These sorts of heat balancing sharding schemes are very difficult to implement a...

riku_iki · on Feb 28, 2024

> As you see hot keys you need to split the hash space and rebalance within that space by reshuffling the shard data.

Correct, but I think it is solvable problem, if such approach adds value (e.g. one can build and start selling product like that).

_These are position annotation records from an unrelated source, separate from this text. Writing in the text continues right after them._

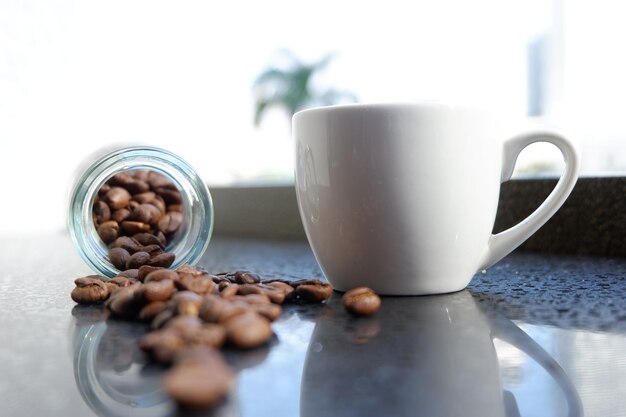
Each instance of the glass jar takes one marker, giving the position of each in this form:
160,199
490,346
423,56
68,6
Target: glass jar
194,234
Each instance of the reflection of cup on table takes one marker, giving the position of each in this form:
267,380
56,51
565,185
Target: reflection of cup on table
429,356
403,198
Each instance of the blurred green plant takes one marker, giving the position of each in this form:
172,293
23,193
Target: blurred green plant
290,86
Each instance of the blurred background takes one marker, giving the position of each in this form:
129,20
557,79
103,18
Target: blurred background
217,82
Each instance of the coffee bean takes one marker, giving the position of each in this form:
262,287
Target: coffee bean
269,311
243,277
228,290
101,212
147,197
108,231
120,281
163,317
117,198
175,207
361,301
147,239
156,180
191,270
159,203
121,178
130,273
164,260
314,293
120,215
187,302
144,270
89,290
162,239
125,242
137,259
132,227
183,323
125,301
200,284
214,309
136,186
153,250
103,190
252,299
287,289
146,213
199,381
159,274
248,330
158,290
170,223
119,258
151,310
169,196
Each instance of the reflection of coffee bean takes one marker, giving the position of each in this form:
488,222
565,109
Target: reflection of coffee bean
192,313
314,292
361,301
200,379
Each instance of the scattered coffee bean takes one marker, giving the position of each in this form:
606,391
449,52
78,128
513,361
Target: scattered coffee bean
150,311
89,290
158,290
163,260
361,301
211,335
248,330
315,292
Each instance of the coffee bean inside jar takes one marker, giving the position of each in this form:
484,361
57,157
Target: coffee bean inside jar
137,214
139,206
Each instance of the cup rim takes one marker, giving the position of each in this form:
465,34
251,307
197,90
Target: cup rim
378,106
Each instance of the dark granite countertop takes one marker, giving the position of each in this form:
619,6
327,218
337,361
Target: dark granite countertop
536,335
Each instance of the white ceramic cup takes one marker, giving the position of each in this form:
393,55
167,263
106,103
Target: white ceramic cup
402,198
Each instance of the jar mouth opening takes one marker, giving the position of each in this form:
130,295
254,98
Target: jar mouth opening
188,243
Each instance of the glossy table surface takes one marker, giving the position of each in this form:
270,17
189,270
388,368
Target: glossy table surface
536,335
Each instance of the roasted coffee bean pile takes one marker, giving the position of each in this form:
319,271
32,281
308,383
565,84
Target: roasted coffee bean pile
193,314
136,213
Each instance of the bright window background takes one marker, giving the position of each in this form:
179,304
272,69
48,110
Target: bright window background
78,75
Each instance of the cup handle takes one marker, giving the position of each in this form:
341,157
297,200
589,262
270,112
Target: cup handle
503,243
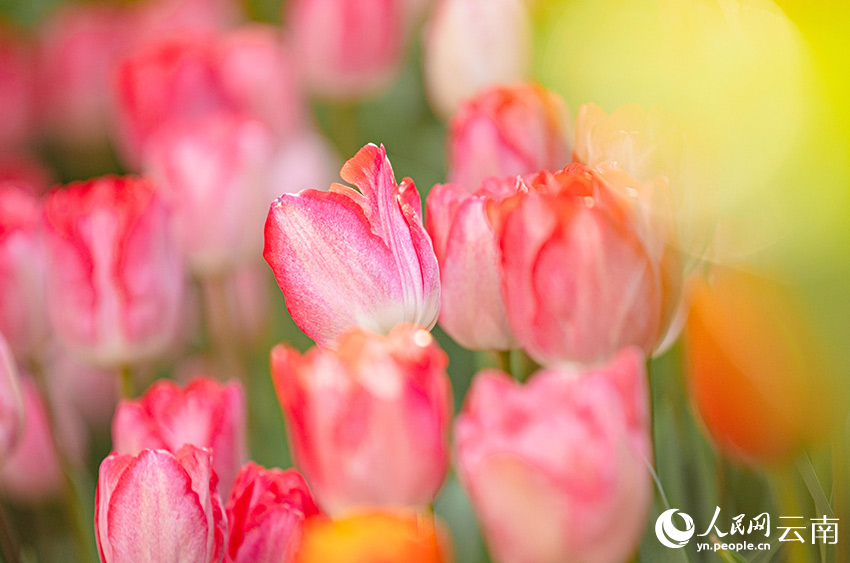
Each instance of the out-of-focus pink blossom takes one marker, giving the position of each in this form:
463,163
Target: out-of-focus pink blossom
348,48
586,271
265,515
33,472
23,262
506,131
354,257
116,281
556,469
368,423
205,413
212,173
159,506
473,309
11,402
473,44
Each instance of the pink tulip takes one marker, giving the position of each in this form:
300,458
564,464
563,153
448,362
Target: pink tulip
115,284
556,469
16,89
33,473
23,263
325,33
159,507
206,414
354,257
474,44
368,424
265,514
506,131
213,174
473,309
584,271
11,402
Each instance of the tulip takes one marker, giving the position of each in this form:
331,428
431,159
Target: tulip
23,264
373,536
11,403
556,469
585,273
472,310
265,514
354,257
325,33
756,371
508,131
473,44
205,414
33,473
368,424
159,506
213,173
115,283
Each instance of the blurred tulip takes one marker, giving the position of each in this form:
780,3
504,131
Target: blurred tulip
508,131
265,515
115,283
212,173
585,272
159,506
17,87
205,413
377,266
556,469
473,309
23,263
325,33
33,472
473,44
11,403
756,371
368,424
373,537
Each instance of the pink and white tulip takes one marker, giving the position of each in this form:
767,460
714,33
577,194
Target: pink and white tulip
508,131
473,309
325,33
23,264
205,414
557,469
368,423
116,282
470,45
159,506
265,515
354,257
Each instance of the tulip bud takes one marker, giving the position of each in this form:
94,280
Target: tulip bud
23,263
368,423
324,33
374,536
265,515
11,403
473,44
205,414
159,506
472,311
116,282
585,272
508,131
213,173
755,369
354,257
556,469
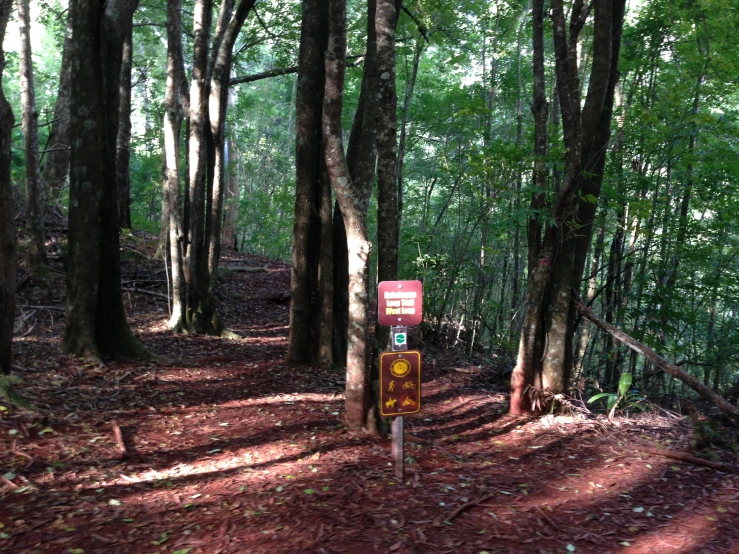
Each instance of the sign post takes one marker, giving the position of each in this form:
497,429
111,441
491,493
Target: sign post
399,304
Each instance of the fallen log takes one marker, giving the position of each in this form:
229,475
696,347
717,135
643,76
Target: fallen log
244,269
671,369
691,459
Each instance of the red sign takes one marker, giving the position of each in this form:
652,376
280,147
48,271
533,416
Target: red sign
399,303
400,383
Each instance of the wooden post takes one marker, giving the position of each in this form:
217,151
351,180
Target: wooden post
398,446
398,427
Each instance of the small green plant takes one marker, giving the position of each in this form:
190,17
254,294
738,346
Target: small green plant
623,399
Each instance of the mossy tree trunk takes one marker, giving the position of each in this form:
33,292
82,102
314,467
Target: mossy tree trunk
7,225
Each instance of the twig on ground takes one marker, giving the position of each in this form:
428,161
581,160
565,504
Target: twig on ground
691,459
469,504
548,519
119,439
8,483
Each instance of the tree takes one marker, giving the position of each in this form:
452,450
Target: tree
56,167
96,322
196,235
305,282
557,260
7,225
35,252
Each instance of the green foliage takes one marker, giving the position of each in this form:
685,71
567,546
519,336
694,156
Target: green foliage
7,394
623,399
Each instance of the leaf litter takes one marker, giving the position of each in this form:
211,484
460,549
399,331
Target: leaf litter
229,450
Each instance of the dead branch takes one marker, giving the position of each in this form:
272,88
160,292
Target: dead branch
548,519
691,459
119,439
147,292
8,482
469,504
658,360
245,269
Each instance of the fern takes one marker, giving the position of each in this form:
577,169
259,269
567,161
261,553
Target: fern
7,393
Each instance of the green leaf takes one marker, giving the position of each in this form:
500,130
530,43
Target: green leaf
599,396
624,383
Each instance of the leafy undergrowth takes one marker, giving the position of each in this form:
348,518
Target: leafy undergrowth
228,450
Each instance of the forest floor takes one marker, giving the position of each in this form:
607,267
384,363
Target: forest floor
228,450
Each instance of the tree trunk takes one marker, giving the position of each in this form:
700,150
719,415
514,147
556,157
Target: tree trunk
658,360
556,266
231,205
96,322
35,236
305,289
56,168
7,225
196,288
123,142
353,199
172,128
388,220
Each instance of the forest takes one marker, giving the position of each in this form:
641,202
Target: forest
199,199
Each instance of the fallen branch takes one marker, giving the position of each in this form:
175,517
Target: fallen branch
691,459
548,519
119,439
245,269
9,483
469,504
147,292
659,361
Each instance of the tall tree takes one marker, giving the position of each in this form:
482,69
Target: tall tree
353,199
96,320
35,251
7,225
123,140
305,316
557,259
388,218
56,167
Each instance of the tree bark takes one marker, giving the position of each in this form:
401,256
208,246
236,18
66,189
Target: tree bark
231,205
96,322
388,220
353,199
172,128
557,262
7,225
196,288
307,251
56,168
35,255
659,361
123,141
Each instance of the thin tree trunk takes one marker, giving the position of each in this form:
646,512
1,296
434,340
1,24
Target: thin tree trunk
172,128
353,199
56,168
35,251
305,315
197,158
7,225
231,208
218,105
388,230
123,142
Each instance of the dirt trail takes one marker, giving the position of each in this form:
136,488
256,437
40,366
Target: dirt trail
227,450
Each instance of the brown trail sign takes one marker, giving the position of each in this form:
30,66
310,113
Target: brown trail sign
400,383
399,304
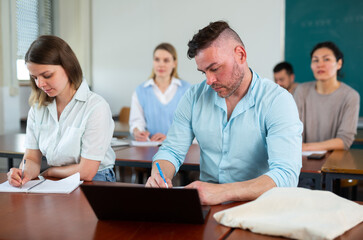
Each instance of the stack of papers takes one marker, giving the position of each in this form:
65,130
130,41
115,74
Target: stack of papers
145,144
307,153
116,142
66,185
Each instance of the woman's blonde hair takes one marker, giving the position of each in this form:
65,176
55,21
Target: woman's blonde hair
52,50
170,49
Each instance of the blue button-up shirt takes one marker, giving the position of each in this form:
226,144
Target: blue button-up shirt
262,136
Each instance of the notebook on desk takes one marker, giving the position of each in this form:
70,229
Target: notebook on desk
128,203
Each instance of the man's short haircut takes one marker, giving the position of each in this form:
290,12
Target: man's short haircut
206,36
284,65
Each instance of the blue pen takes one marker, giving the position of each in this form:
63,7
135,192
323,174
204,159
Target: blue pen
161,174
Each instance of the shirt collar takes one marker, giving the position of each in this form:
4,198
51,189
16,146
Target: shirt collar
82,92
151,82
80,95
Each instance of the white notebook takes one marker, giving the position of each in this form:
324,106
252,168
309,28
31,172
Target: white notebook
145,144
66,185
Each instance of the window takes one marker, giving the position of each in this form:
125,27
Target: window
33,18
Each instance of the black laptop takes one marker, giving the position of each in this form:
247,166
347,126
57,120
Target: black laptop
129,203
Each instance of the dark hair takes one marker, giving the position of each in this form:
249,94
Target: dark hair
284,65
170,49
337,53
207,35
52,50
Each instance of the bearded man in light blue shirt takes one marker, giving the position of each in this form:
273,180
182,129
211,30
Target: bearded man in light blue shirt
247,127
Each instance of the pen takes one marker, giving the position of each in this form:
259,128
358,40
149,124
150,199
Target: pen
22,173
161,174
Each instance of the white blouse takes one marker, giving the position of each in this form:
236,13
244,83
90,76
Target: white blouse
137,118
84,129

Also, complexity may be not that hard. Say, you are building some tiered shards:

- every entry at the beginning is single shard

- once shard reaches 10m records, you split it to 10 shards, which is not that difficult computation, and can be done in XXXms in single transaction

fnordpiglet · on Feb 28, 2024

It’s actually quite hard. It starts with being able to detect a hot key at all. It’s also not the case that heat is symmetric with size, in fact in an inverted index single entries can be very hot. Then it’s not about simply shuffling data (which isn’t simple as you outline - you need to salt the keys and they shuffle randomly, otherwise you don’t get uniformity), then you need to create cumulatively eventually consistent write replicas to balance write load while answering queries online in a strongly consistent way. Add to this any dynamic change in the index like this requires consistent online behavior (I.e., ingestion and queries don’t stop because you need to rebalance), and the hot keys are necessarily “large” in volume so back pressure can be enormous and queue draining itself can be expensive. Add to it you need stateful elastic infrastructure.

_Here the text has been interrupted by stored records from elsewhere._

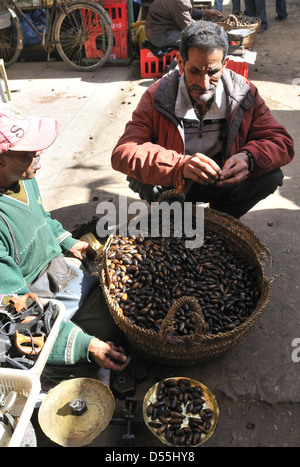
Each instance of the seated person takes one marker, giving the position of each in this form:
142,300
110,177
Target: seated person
167,18
31,253
204,130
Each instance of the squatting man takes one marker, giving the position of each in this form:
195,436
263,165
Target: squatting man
204,130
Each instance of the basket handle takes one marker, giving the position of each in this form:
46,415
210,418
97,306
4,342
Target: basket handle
232,18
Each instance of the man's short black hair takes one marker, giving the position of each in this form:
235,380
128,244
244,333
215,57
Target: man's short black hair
204,35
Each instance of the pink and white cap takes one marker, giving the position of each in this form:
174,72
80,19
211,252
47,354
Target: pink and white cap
21,133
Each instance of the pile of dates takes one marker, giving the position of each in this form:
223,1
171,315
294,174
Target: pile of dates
148,275
179,412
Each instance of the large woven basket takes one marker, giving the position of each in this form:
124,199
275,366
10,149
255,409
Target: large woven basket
191,350
242,22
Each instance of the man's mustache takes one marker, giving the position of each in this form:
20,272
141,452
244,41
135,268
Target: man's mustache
195,87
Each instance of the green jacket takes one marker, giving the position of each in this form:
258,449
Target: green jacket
39,239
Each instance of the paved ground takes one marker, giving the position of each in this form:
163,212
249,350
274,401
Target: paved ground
257,382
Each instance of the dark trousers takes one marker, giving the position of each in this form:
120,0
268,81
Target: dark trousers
281,8
235,201
239,199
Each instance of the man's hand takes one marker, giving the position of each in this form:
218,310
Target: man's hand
212,14
82,247
107,355
201,169
234,171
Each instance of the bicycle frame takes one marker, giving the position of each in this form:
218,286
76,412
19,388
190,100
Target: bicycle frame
80,30
46,39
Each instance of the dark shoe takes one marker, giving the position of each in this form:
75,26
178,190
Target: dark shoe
262,29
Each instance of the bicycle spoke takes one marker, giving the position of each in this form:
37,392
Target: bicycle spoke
84,37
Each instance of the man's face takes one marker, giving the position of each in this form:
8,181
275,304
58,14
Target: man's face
202,72
21,165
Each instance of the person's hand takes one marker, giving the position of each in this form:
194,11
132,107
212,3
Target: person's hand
107,355
212,14
201,169
235,170
81,248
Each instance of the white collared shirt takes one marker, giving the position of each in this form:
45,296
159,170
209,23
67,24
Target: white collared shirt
205,136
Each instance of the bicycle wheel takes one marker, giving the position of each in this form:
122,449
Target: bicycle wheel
84,35
11,38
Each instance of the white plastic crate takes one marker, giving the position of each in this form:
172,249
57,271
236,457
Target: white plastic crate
26,385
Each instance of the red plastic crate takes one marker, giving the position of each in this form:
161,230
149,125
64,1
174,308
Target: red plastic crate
239,67
120,47
118,15
153,67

There are definitely products that offer these characteristics. S3 and dynamodb both do, even if you can’t see it. But it took many years of very intensive engineering to get it to work, and they have total control over the infrastructure and runtime behind an opaque api. Elastic search and Splunk are general purpose software packages that are installed by customers, and their data models are much more complex than objects or tables.

riku_iki · on Feb 28, 2024

> It’s also not the case that heat is symmetric with size, in fact in an inverted index single entries can be very hot.

I think you mixed two orthogonal topics: you first talked about frequent tokens, and now switched to hot keys(tokens which are frequently queried).

As for frequent tokens, I think I well described algorithm, and it looks simple, and I don't see any issues there, if your metadata store (where you store info about shards and replicas) allows some kind of transactions (e.g. cocroachdb or similar).

For hot keys/shards, as you pointed out, solution is to increase replication factor, but I think if shard is relatively small(10m IDs as in my example), adding another replica online is also fast, can be done in single transaction, and may not require all these movement you described.

fnordpiglet · on Feb 28, 2024

The thread is about inverted indices. Frequent tokens are hot keys.